When Melanie Morrill turned 50 in August of 2014, she was excited to celebrate the milestone birthday and was looking forward to what the next decade would bring. Unfortunately, things changed quickly later that month after a visit to the Emergency Department. Melanie had been experiencing chest pain and shortness of breath and was treated for pneumonia and told to follow-up with her primary care doctor, which she did in September. From there she was referred to a pulmonologist for further testing and in November she received a diagnosis: ALK+ Metastatic non-small cell lung cancer (NSCLC).
At the time, the fact that her cancer was ALK (anaplastic lymphoma kinase) positive meant little to Melanie; she only heard the words ‘lung cancer.’ In December, she met with Anne Chiang, MD, PhD, an Associate Professor of Medicine (Medical Oncology), who explained that ALK is a gene that produces a protein that controls cell growth and, when mutated, can cause cancer cells to grow faster.
“Dr. Chiang also explained that there was currently a lot of research being done into ALK+ cancers and that the hope was for cancers like mine to become a chronic disease and treated as such,” said Melanie. “Looking back to when I was first diagnosed just 10 years ago, the life expectancy was 3-6 years if you Googled it, which I don’t recommend. It is amazing how quickly things have advanced in that time.”

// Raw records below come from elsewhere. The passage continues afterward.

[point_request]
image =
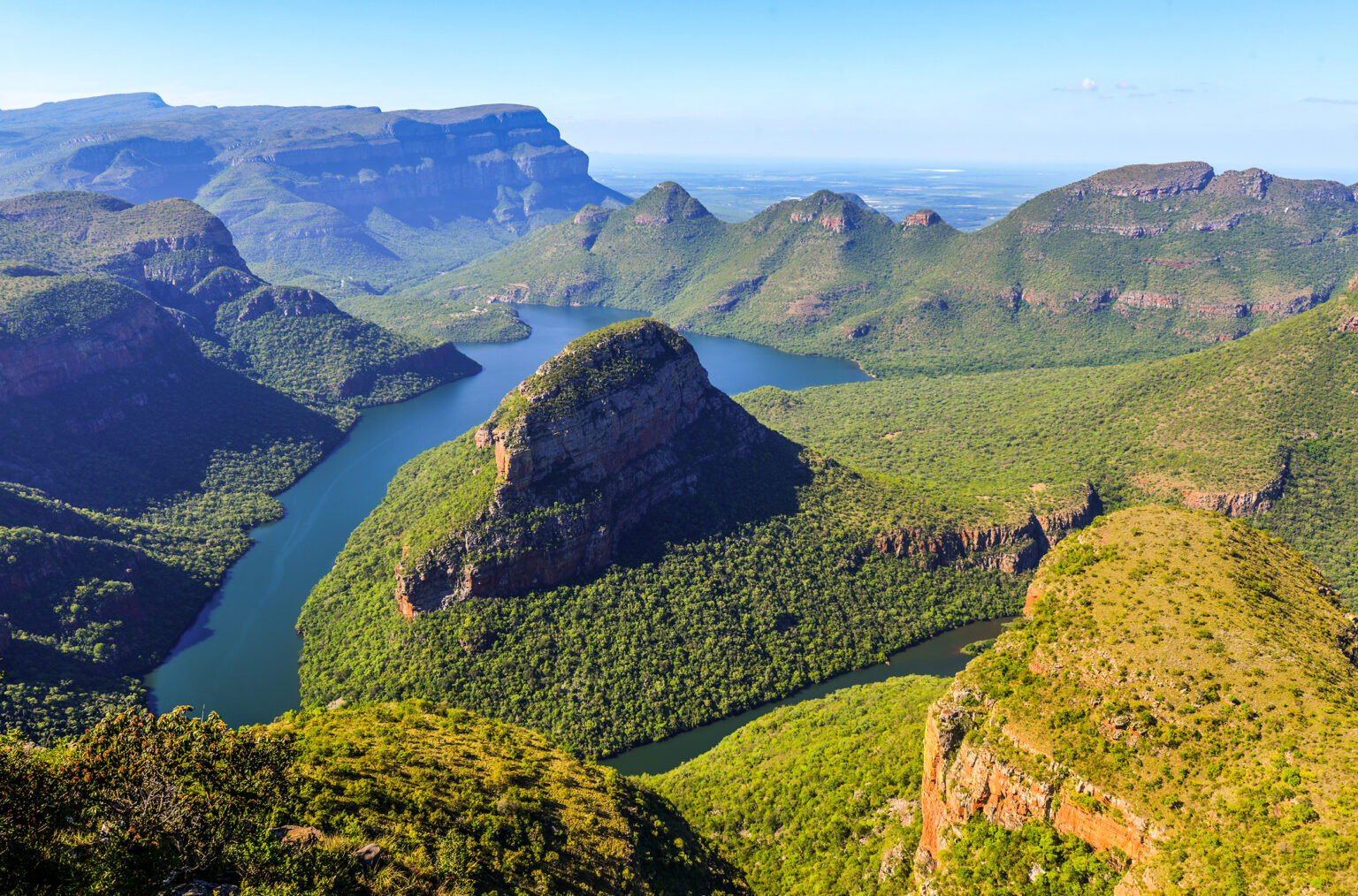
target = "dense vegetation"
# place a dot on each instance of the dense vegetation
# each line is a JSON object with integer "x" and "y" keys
{"x": 298, "y": 342}
{"x": 1076, "y": 276}
{"x": 1211, "y": 687}
{"x": 988, "y": 860}
{"x": 132, "y": 466}
{"x": 1269, "y": 413}
{"x": 454, "y": 802}
{"x": 432, "y": 314}
{"x": 820, "y": 797}
{"x": 351, "y": 201}
{"x": 143, "y": 506}
{"x": 760, "y": 582}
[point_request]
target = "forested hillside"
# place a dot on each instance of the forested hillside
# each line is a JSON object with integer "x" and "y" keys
{"x": 1135, "y": 262}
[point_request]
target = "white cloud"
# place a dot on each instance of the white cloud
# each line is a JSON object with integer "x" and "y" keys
{"x": 1088, "y": 85}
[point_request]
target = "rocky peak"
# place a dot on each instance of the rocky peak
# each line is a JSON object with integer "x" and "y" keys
{"x": 924, "y": 217}
{"x": 667, "y": 202}
{"x": 622, "y": 420}
{"x": 286, "y": 301}
{"x": 1251, "y": 182}
{"x": 1148, "y": 181}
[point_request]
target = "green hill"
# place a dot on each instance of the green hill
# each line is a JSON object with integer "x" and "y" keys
{"x": 1183, "y": 699}
{"x": 1255, "y": 427}
{"x": 1130, "y": 263}
{"x": 184, "y": 258}
{"x": 345, "y": 200}
{"x": 451, "y": 802}
{"x": 131, "y": 465}
{"x": 621, "y": 554}
{"x": 820, "y": 797}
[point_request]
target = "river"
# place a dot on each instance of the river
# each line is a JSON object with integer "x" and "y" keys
{"x": 240, "y": 656}
{"x": 939, "y": 656}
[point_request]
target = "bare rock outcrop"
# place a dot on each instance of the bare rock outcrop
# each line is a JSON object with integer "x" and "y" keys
{"x": 1015, "y": 786}
{"x": 1011, "y": 547}
{"x": 134, "y": 334}
{"x": 614, "y": 425}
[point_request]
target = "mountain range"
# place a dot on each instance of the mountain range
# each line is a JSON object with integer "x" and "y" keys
{"x": 347, "y": 200}
{"x": 155, "y": 395}
{"x": 1133, "y": 262}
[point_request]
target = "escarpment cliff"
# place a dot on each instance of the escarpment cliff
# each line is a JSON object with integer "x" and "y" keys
{"x": 124, "y": 331}
{"x": 175, "y": 254}
{"x": 1148, "y": 703}
{"x": 1012, "y": 547}
{"x": 1186, "y": 257}
{"x": 344, "y": 199}
{"x": 618, "y": 422}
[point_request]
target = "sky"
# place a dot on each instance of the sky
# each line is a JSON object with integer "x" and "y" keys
{"x": 967, "y": 81}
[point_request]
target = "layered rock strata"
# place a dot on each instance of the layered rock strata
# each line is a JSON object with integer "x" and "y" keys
{"x": 621, "y": 421}
{"x": 1011, "y": 547}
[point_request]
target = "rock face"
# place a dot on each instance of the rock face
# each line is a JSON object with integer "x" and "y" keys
{"x": 618, "y": 422}
{"x": 1129, "y": 710}
{"x": 435, "y": 161}
{"x": 286, "y": 301}
{"x": 1149, "y": 182}
{"x": 962, "y": 779}
{"x": 1015, "y": 547}
{"x": 326, "y": 193}
{"x": 1238, "y": 503}
{"x": 136, "y": 334}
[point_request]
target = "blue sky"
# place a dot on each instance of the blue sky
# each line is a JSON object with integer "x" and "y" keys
{"x": 965, "y": 81}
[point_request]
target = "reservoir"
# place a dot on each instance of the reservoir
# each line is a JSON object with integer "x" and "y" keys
{"x": 240, "y": 658}
{"x": 939, "y": 656}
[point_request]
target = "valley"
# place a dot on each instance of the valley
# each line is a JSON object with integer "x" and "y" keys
{"x": 408, "y": 512}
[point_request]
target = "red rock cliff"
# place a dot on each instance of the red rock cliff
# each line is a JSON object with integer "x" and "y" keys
{"x": 583, "y": 450}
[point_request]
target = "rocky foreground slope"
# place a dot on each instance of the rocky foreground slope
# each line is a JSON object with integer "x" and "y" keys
{"x": 397, "y": 799}
{"x": 341, "y": 199}
{"x": 155, "y": 394}
{"x": 1133, "y": 262}
{"x": 1183, "y": 698}
{"x": 622, "y": 553}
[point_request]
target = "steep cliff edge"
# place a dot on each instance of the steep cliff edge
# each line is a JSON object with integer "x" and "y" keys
{"x": 621, "y": 553}
{"x": 622, "y": 420}
{"x": 68, "y": 253}
{"x": 1179, "y": 698}
{"x": 349, "y": 200}
{"x": 1185, "y": 257}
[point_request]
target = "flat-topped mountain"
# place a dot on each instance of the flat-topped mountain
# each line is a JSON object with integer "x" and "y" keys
{"x": 1182, "y": 702}
{"x": 342, "y": 199}
{"x": 1127, "y": 263}
{"x": 1254, "y": 428}
{"x": 675, "y": 559}
{"x": 155, "y": 394}
{"x": 65, "y": 248}
{"x": 621, "y": 421}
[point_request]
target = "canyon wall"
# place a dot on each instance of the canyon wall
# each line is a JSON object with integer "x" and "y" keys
{"x": 605, "y": 432}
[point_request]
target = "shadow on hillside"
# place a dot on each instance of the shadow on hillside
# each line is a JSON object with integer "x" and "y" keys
{"x": 140, "y": 437}
{"x": 729, "y": 491}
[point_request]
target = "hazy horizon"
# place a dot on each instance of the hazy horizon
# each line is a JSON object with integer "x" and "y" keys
{"x": 1234, "y": 85}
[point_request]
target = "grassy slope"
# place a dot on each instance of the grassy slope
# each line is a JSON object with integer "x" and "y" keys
{"x": 458, "y": 804}
{"x": 1231, "y": 418}
{"x": 470, "y": 802}
{"x": 314, "y": 352}
{"x": 159, "y": 468}
{"x": 762, "y": 581}
{"x": 1223, "y": 648}
{"x": 816, "y": 797}
{"x": 1026, "y": 291}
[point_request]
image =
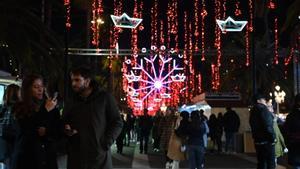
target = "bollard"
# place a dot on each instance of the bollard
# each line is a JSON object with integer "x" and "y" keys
{"x": 2, "y": 165}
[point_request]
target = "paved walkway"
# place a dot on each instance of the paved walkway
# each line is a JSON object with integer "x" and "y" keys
{"x": 132, "y": 159}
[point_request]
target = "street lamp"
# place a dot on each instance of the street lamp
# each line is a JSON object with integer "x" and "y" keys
{"x": 279, "y": 97}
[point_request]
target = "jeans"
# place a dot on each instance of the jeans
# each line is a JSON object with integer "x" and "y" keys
{"x": 196, "y": 156}
{"x": 265, "y": 156}
{"x": 144, "y": 138}
{"x": 229, "y": 141}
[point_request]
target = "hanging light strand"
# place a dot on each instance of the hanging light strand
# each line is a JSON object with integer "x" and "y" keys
{"x": 196, "y": 24}
{"x": 217, "y": 45}
{"x": 186, "y": 92}
{"x": 203, "y": 15}
{"x": 154, "y": 36}
{"x": 67, "y": 4}
{"x": 97, "y": 11}
{"x": 247, "y": 45}
{"x": 276, "y": 46}
{"x": 250, "y": 23}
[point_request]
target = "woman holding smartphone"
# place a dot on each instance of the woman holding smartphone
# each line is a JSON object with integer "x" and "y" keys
{"x": 37, "y": 127}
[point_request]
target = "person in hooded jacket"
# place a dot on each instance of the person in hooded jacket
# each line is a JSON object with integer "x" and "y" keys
{"x": 261, "y": 123}
{"x": 92, "y": 123}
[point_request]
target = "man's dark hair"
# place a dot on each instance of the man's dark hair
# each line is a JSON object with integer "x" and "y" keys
{"x": 86, "y": 73}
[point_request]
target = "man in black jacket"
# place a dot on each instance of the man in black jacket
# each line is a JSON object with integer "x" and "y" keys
{"x": 92, "y": 122}
{"x": 261, "y": 122}
{"x": 231, "y": 123}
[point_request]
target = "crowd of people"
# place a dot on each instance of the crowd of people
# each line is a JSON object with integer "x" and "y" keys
{"x": 32, "y": 125}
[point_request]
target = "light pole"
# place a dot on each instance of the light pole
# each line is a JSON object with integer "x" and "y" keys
{"x": 279, "y": 97}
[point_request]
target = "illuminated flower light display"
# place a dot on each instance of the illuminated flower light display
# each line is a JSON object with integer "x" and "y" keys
{"x": 154, "y": 80}
{"x": 124, "y": 21}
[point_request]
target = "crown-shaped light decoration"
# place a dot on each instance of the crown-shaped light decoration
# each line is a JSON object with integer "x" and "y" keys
{"x": 178, "y": 78}
{"x": 230, "y": 25}
{"x": 124, "y": 21}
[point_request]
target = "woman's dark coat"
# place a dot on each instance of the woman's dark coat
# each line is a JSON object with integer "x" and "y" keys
{"x": 31, "y": 150}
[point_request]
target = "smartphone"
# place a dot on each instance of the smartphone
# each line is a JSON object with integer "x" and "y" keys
{"x": 55, "y": 95}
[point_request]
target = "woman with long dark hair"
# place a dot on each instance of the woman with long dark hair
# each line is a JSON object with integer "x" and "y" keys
{"x": 195, "y": 143}
{"x": 38, "y": 125}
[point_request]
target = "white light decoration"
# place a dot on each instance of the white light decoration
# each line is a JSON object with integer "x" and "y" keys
{"x": 230, "y": 25}
{"x": 124, "y": 21}
{"x": 279, "y": 96}
{"x": 156, "y": 72}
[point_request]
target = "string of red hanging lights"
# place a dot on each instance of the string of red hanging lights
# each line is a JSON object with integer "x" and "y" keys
{"x": 192, "y": 35}
{"x": 217, "y": 44}
{"x": 97, "y": 11}
{"x": 203, "y": 15}
{"x": 276, "y": 44}
{"x": 196, "y": 25}
{"x": 67, "y": 4}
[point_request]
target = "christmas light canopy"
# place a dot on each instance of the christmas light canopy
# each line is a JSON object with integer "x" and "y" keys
{"x": 151, "y": 80}
{"x": 124, "y": 21}
{"x": 230, "y": 25}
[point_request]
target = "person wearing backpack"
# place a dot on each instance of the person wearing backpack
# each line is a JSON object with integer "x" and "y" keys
{"x": 195, "y": 142}
{"x": 7, "y": 124}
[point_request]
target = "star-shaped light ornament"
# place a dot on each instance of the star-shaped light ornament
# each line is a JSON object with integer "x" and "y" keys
{"x": 124, "y": 21}
{"x": 230, "y": 25}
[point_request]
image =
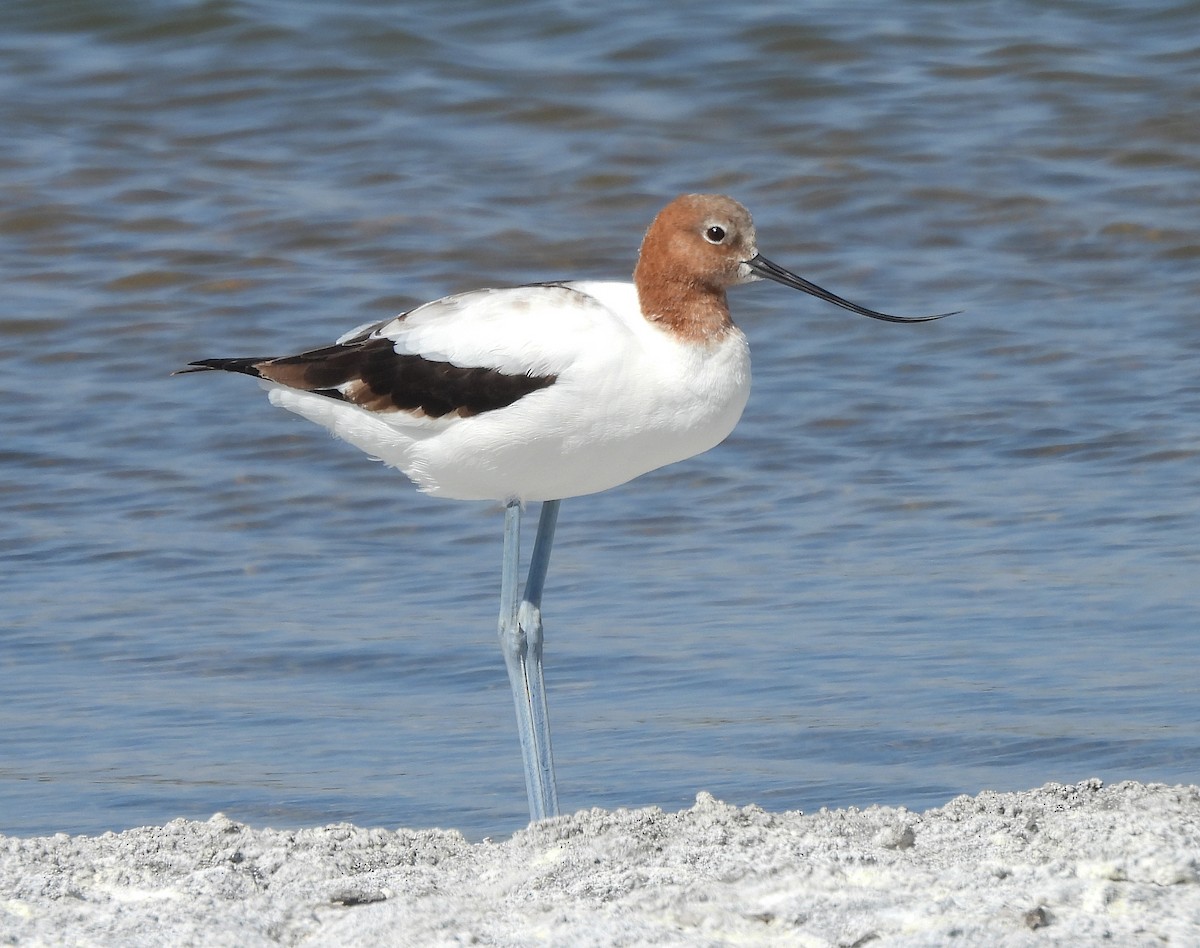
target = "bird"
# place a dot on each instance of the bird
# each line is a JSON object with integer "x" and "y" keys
{"x": 547, "y": 391}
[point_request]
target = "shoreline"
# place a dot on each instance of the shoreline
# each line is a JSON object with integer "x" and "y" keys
{"x": 1056, "y": 865}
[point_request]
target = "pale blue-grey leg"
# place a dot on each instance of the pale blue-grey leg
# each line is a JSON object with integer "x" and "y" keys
{"x": 521, "y": 641}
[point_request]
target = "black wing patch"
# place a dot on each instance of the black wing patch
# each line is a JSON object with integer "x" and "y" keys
{"x": 369, "y": 372}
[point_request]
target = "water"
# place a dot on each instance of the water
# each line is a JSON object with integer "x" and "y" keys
{"x": 931, "y": 559}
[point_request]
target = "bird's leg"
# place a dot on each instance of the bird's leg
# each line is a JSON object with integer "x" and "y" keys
{"x": 521, "y": 641}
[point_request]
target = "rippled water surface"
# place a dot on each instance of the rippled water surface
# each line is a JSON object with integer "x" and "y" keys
{"x": 931, "y": 559}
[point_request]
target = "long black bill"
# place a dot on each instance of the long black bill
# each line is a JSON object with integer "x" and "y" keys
{"x": 765, "y": 268}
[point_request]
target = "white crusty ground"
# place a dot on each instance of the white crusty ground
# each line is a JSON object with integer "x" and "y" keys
{"x": 1062, "y": 865}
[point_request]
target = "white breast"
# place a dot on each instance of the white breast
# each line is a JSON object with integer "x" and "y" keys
{"x": 628, "y": 399}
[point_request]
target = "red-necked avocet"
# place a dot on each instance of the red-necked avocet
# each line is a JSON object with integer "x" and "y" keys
{"x": 547, "y": 391}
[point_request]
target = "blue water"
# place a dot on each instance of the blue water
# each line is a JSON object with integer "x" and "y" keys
{"x": 931, "y": 559}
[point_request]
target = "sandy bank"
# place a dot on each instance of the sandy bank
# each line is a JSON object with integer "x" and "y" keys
{"x": 1062, "y": 865}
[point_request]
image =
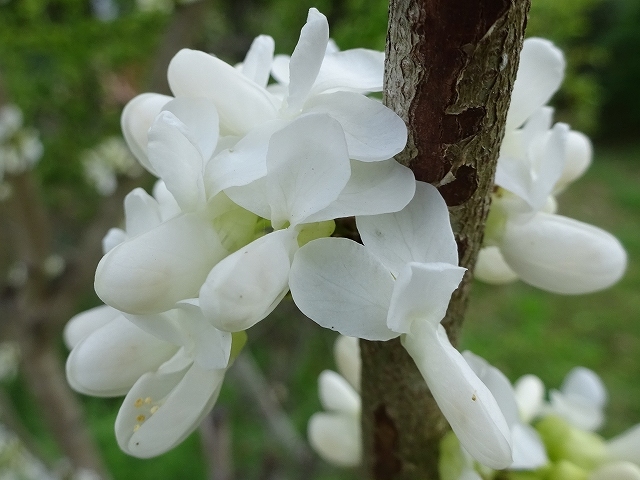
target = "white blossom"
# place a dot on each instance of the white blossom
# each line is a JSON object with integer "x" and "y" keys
{"x": 399, "y": 284}
{"x": 169, "y": 365}
{"x": 525, "y": 238}
{"x": 335, "y": 433}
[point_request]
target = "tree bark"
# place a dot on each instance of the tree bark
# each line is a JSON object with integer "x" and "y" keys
{"x": 450, "y": 69}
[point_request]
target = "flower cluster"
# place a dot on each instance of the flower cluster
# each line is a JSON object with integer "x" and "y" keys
{"x": 554, "y": 439}
{"x": 248, "y": 173}
{"x": 551, "y": 440}
{"x": 251, "y": 179}
{"x": 525, "y": 238}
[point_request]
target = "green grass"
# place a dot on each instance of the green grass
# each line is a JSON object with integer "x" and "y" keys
{"x": 524, "y": 330}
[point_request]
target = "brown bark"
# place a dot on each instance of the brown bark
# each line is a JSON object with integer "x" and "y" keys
{"x": 450, "y": 70}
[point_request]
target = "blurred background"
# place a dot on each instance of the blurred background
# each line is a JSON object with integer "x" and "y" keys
{"x": 71, "y": 65}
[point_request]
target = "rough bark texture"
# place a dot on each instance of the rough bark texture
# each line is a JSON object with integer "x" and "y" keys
{"x": 450, "y": 69}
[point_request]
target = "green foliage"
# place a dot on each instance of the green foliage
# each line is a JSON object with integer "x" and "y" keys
{"x": 63, "y": 67}
{"x": 570, "y": 25}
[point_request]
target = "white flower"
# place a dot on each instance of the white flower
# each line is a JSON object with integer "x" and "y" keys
{"x": 529, "y": 452}
{"x": 335, "y": 434}
{"x": 524, "y": 238}
{"x": 169, "y": 365}
{"x": 580, "y": 400}
{"x": 318, "y": 84}
{"x": 172, "y": 245}
{"x": 400, "y": 283}
{"x": 307, "y": 181}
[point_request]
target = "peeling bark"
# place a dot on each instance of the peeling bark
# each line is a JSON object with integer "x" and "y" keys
{"x": 450, "y": 70}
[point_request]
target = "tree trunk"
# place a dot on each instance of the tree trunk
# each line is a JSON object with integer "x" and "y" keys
{"x": 450, "y": 69}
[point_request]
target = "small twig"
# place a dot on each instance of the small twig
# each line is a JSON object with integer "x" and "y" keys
{"x": 215, "y": 435}
{"x": 248, "y": 375}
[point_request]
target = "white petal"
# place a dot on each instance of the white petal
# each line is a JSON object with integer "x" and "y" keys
{"x": 617, "y": 471}
{"x": 531, "y": 170}
{"x": 111, "y": 359}
{"x": 113, "y": 238}
{"x": 246, "y": 286}
{"x": 308, "y": 166}
{"x": 579, "y": 153}
{"x": 420, "y": 232}
{"x": 540, "y": 74}
{"x": 137, "y": 117}
{"x": 87, "y": 322}
{"x": 339, "y": 285}
{"x": 257, "y": 63}
{"x": 186, "y": 326}
{"x": 169, "y": 208}
{"x": 346, "y": 351}
{"x": 280, "y": 69}
{"x": 200, "y": 117}
{"x": 372, "y": 189}
{"x": 422, "y": 293}
{"x": 491, "y": 267}
{"x": 563, "y": 255}
{"x": 175, "y": 155}
{"x": 356, "y": 70}
{"x": 529, "y": 391}
{"x": 373, "y": 131}
{"x": 252, "y": 197}
{"x": 306, "y": 58}
{"x": 243, "y": 163}
{"x": 241, "y": 103}
{"x": 336, "y": 394}
{"x": 183, "y": 400}
{"x": 236, "y": 226}
{"x": 336, "y": 438}
{"x": 576, "y": 411}
{"x": 465, "y": 401}
{"x": 153, "y": 271}
{"x": 586, "y": 384}
{"x": 551, "y": 161}
{"x": 498, "y": 384}
{"x": 626, "y": 446}
{"x": 529, "y": 452}
{"x": 142, "y": 212}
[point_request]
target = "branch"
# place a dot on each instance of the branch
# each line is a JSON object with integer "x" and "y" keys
{"x": 450, "y": 68}
{"x": 247, "y": 373}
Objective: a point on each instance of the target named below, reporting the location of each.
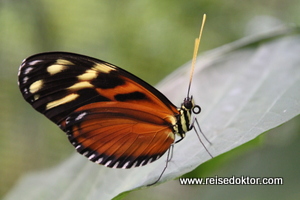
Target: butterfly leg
(192, 126)
(169, 157)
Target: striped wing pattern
(110, 116)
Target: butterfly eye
(188, 103)
(196, 109)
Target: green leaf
(244, 88)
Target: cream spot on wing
(88, 75)
(80, 85)
(34, 62)
(56, 68)
(66, 99)
(103, 68)
(36, 86)
(28, 70)
(36, 97)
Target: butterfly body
(109, 115)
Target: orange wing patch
(119, 135)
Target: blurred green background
(149, 39)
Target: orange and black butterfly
(109, 115)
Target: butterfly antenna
(196, 47)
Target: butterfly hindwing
(111, 116)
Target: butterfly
(110, 116)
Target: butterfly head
(189, 105)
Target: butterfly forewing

Melanie approached her diagnosis in business mode, including when she, along with her husband, told their two college-aged children while they were home over the holidays. “Looking back, it may not have been the best way to approach telling them, but it was the only way I knew how to stay in control. My mind automatically went to, ‘will I see them graduate? get married? have kids of their own?’ All of the things parents want to see their kids do. I was not going to let the cancer take over,” said Melanie.
In 2014 Melanie started on a medicine called Crizotinib that is the first medication specifically for patients that have ALK+ NSCLC that has spread to other parts of the body. However, once the cancer spread to her brain and Melanie was now considered to be stage 4, it was recommended that she receive radiation therapy.
Veronica Chiang, MD, FAANS, Professor of Neurosurgery and Director of Stereotactic Radiosurgery and the Gamma Knife Center at Yale, was able to target the tumors within the brain, while leaving the healthy tissue relatively untouched. Gamma Knife surgery is a noninvasive form of radiation to treat conditions, tumors, and lesions that mostly affect the brain.
“For the first five to six years of my diagnosis it was constant monitoring and trying to get the cancer under control,” said Melanie. “Now, ten years out, my cancer is deemed to be ‘stable’ with no signs of significant growth. There have still been bumps along the way, including a craniotomy in 2019 to assess whether spots that were found were new growth, or from the radiation, but I have found that a positive attitude goes a long way.”
Melanie is involved in several advocacy groups including LUNG FORCE, LUNGevity, and groups specifically for patients with ALK+ cancers such as ALK Positive. She takes every opportunity to advocate for more research into lung cancer and ALK+ cancers in general. And even though her cancer is currently ‘stable’ and she’s taking a targeted therapy drug called Alecensa that blocks ALK, she is still looking for opportunities to stay one step ahead of it.
“As I approach ten years since my diagnosis, I can look back at how far recent advances have taken us, and we need to keep going. There are trials on the horizon that want to look at curing this cancer, not just follow it as a chronic disease, and I want to be a part of that,” said Melanie. “I have goals and a future in mind, I am not going to stop now. I realize that someone ten years ago volunteered for a trial, and it saved my life; I want to be that person for someone else.”
Dr. Anne Chiang commented, “It is so gratifying to be able to witness how progress in lung cancer research is changing the lives of our patients directly and to see how the natural history of ALK positive lung cancer has transformed from a terminal diagnosis to a chronic disease that be controlled with an oral medication for over 10 years!"